Surveys tracking the abundance of young flounder in North Carolina show no declining trends for over 25 years; in fact, some exhibit upward trends in numbers. Surveys in South Carolina and Georgia show declines, but their surveys are not nearly the magnitude of North Carolina’s. We have known for over 20 years that some flounder migrate to the ocean to spawn, where they escape intense fishing pressure.
Commercial fishing effort for gill nets and pound nets has been substantially reduced.
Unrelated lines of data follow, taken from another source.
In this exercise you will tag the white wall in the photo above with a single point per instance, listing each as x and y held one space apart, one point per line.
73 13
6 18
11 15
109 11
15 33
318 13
The state issued almost 1,000 pound nets permits in 1994; today, only 280 permits exist. Since 2010, lengths of gill nets used to catch flounder have been reduced by 33 percent, and fishing times have been reduced 50 percent. Extensive flounder gill net fishing areas have been closed due to interactions with protected sea turtles. Southern flounder harvest was reduced by 39 percent from 2011 to 2014.
No recommendations offered
The General Assembly, with the Fishery Reform Act of 1997, revamped fisheries governance, creating a fishery management plan and amendment process to bring science and other facts forward. In 2010 the General Assembly added another FMP process called a “supplement” that was supposed to deal with one management issue, not involve advisers and be used only if the long-term viability of the fishery was at risk. The MFC recently chose to pursue this “supplement” process instead of a FMP amendment for Southern flounder. Without any science to guide what options could sustain the fishery, the MFC arbitrarily picked measures it felt targeted 25-65 percent reductions in catch for the “supplement.”
Some claim that a 40 percent harvest reduction is needed to avoid a collapse of the stock, but there is no science to support that. Some of the “supplement” options include banning flounder gill nets, lengthening the current closed season and other measures that will have harsh economic effects. Perhaps most disturbing is that the MFC has yet to receive any recommendations on the options from the Division of Marine Fisheries, professional experts who are supposed to guide the MFC on scientific and economic/social facts.
We urge our state’s decision-makers to use the truth and not rhetoric to determine the right thing to do with regards to flounder stewardship. North Carolina and our wonderful resources deserve no less.
Jess Hawkins is a retired state fisheries biologist. Allyn Powell is a retired federal fisheries biologist. Former Marine Fisheries Commission members Edward Mann, a Coast Guard retiree and recreational fisherman; Rusty Russ, a recreational fisherman; and Barbara Garrity-Blake, a cultural anthropologist, also contributed.